Pour Joël Fournier, chef du Service de l’énergie et des forces hydrauliques valaisan, les jeunes qui s’intéressent aux filières du bâtiment ont une réelle carte à jouer en matière de durabilité. Des rôles clés qui doivent permettre d’assurer les impératifs techniques mais aussi et surtout d’agir en tant que conseillers et experts. Interview.
Beaucoup d’idées reçues viennent à l’esprit lorsque l’on évoque la durabilité. Comment la définiriez-vous dans le cadre de la construction?
Joël Fournier Dans l’état actuel du parc immobilier, il s’agit de réduire la consommation d’énergie — fossile en particulier — du parc bâti. Et cela de manière inclusive. Bien que de nombreuses mesures soient rentables, il n’est pas aisé pour tous d’investir. Dès lors, il faut prendre en compte les situations particulières en envisageant des dérogations à des exigences légales et soutenir financièrement les investissements pour que leur rentabilité soit améliorée.
Où en est-on dans cette transition par rapport à l’objectif que le Valais s’est fixé pour 2060, soit celui d’un parc bâti entièrement alimenté par des énergies renouvelables?
En nous basant sur le rythme actuel, nous en sommes très loin. Si l’on considère le remplacement des chaudières à mazout ou à gaz par des installations utilisant des énergies renouvelables telles que des pompes à chaleur, il nous faudrait encore 300 ans pour nous débarrasser des énergies fossiles utilisées à des fins de chauffage. Et pour rénover l’enveloppe des bâtiments, et donc améliorer leur isolation pour limiter au maximum les pertes de chaleur et les ponts thermiques, 100 ans seraient nécessaires.
«Il s’agit pour ces acteurs de la construction d’agir en tant que conseillers auprès de leurs clients pour favoriser les dispositifs les plus durables.» — Joël Fournier
De quoi avons-nous besoin pour accélérer les choses?
De jeunes motivés et compétents qui puissent s’impliquer dans tous les métiers de la construction. Du charpentier à l’installateur en chauffage en passant par le couvreur, tous ont un rôle à jouer. Au-delà des spécificités techniques, il s’agit pour ces acteurs de la construction d’agir en tant que conseillers auprès de leurs clients.
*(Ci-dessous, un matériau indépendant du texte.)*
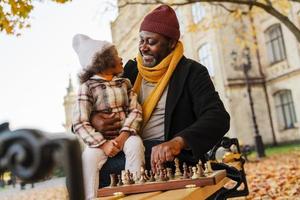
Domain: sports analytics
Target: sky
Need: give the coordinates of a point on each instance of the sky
(35, 67)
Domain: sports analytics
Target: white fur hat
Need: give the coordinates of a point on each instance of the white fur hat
(86, 48)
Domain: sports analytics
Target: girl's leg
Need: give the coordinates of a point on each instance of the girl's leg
(134, 151)
(92, 161)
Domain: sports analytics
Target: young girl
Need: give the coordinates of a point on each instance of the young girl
(101, 90)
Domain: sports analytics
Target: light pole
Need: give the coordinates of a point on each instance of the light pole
(246, 65)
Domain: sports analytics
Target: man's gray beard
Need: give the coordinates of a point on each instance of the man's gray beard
(152, 64)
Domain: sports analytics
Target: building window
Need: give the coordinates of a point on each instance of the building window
(285, 109)
(198, 12)
(205, 58)
(275, 44)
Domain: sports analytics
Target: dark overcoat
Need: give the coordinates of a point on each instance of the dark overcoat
(194, 109)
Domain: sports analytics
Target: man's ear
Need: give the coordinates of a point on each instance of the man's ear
(172, 44)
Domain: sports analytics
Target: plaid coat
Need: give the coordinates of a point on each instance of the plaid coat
(98, 95)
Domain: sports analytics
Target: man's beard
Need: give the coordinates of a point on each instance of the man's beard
(149, 61)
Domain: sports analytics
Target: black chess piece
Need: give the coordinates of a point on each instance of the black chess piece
(113, 182)
(185, 171)
(152, 179)
(120, 183)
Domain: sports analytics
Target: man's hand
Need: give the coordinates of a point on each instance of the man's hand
(121, 139)
(108, 124)
(166, 152)
(110, 148)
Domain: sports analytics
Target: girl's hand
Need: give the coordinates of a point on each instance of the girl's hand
(110, 148)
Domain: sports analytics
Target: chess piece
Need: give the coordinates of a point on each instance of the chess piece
(177, 168)
(156, 175)
(199, 170)
(152, 179)
(126, 179)
(162, 175)
(170, 174)
(208, 168)
(113, 182)
(120, 183)
(194, 174)
(166, 178)
(136, 178)
(147, 175)
(131, 179)
(185, 171)
(190, 171)
(142, 178)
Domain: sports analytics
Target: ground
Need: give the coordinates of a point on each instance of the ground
(275, 177)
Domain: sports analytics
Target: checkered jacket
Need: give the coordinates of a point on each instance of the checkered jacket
(98, 95)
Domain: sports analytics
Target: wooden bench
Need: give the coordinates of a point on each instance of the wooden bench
(199, 193)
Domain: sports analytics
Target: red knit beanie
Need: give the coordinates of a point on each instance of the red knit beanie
(162, 20)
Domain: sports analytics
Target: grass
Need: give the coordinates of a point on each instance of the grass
(279, 149)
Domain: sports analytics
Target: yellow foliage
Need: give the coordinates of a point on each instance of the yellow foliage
(192, 28)
(16, 15)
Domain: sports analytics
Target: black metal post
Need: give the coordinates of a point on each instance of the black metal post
(257, 138)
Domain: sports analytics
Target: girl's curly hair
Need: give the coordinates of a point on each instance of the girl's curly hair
(100, 63)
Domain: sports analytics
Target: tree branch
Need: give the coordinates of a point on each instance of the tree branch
(266, 7)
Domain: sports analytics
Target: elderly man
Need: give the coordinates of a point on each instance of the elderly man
(183, 114)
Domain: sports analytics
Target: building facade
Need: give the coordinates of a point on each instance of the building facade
(220, 45)
(69, 101)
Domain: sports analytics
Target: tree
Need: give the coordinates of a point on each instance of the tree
(15, 14)
(277, 8)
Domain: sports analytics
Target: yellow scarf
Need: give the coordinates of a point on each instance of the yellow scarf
(159, 74)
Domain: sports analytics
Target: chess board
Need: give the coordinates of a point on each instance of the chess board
(211, 178)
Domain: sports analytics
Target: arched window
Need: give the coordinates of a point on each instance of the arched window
(205, 58)
(285, 109)
(198, 12)
(275, 44)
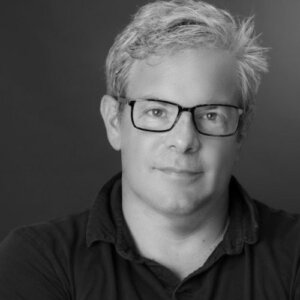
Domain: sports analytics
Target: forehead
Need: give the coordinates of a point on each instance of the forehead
(188, 77)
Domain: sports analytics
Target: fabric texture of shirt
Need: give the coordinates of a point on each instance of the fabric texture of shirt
(91, 256)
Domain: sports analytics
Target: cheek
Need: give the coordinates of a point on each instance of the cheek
(222, 154)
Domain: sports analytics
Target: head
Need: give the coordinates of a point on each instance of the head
(188, 53)
(165, 27)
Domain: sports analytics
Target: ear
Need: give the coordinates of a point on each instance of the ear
(109, 109)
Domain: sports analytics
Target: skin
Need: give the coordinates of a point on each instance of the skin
(175, 184)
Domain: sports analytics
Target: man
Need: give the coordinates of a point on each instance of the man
(175, 224)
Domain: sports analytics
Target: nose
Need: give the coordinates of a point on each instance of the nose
(184, 137)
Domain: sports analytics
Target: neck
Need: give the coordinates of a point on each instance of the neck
(179, 242)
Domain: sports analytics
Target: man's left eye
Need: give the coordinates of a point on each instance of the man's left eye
(156, 112)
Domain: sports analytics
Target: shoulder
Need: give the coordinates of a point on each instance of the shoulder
(35, 259)
(61, 231)
(277, 222)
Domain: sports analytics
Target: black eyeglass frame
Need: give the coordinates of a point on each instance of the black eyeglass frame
(131, 103)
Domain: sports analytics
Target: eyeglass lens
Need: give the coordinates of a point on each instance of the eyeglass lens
(154, 115)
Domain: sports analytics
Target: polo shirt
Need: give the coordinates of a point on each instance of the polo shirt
(91, 256)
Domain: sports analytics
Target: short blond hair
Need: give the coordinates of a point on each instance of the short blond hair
(164, 27)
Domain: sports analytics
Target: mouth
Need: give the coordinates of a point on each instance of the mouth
(180, 173)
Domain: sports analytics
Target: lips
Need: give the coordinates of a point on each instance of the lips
(185, 174)
(179, 170)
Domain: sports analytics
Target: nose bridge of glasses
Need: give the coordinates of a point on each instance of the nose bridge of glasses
(182, 109)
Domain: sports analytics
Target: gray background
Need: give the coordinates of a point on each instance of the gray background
(54, 153)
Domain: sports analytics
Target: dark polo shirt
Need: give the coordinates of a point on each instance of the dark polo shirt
(92, 256)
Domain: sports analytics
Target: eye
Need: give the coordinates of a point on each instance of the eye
(211, 116)
(156, 112)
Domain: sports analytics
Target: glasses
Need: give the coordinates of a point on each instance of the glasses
(161, 116)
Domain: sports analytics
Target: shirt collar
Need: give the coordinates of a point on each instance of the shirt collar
(106, 221)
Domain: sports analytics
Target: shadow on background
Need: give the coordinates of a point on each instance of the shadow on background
(54, 152)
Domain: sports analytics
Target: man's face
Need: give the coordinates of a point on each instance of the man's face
(180, 171)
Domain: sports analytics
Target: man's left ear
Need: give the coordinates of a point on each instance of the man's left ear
(109, 109)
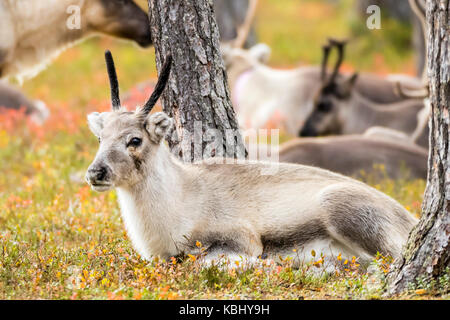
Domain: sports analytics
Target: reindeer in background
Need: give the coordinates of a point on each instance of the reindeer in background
(340, 109)
(261, 93)
(35, 32)
(168, 206)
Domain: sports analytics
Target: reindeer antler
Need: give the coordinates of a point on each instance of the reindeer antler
(114, 84)
(244, 29)
(326, 53)
(160, 85)
(411, 93)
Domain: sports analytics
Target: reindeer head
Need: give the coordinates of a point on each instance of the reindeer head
(127, 139)
(119, 18)
(330, 100)
(233, 53)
Ne pas simplement remplacer de l’ancien par du neuf, mais connaître les dispositifs et techniques les plus durables pour les favoriser. Une connaissance qui passe par une formation initiale adaptée et des programmes de formation continue.
Construire durablement c’est aussi savoir déconstruire intelligemment. Doit-on repenser notre conception des cycles de vie des bâtiments?
C’est un point complexe. Parfois, démolir pour rebâtir du neuf constitue la meilleure option. En particulier pour de vieux bâtiments qui nécessiteraient de lourds travaux pour adapter leur programme aux besoins actuels. Tout dépend du contexte. La déconstruction, et notamment le recyclage de matériaux tels que le béton, reste bien sûr une démarche à favoriser. C’est d’ailleurs une filière déjà bien développée en Suisse alémanique.
Et que dire des ressources locales, comme le bois? Devrait-on pousser davantage la construction à composer avec ce matériau?
Bien sûr. Les projets architecturaux dont l’ossature de l’ouvrage est construite en bois se développent d’ailleurs. Le bois représente aussi un excellent atout pour des projets de surélévation. Une construction avec une ossature bois permet par ailleurs de bénéficier d’une très bonne isolation sans trop augmenter l’épaisseur des murs et d’obtenir une très haute performance énergétique.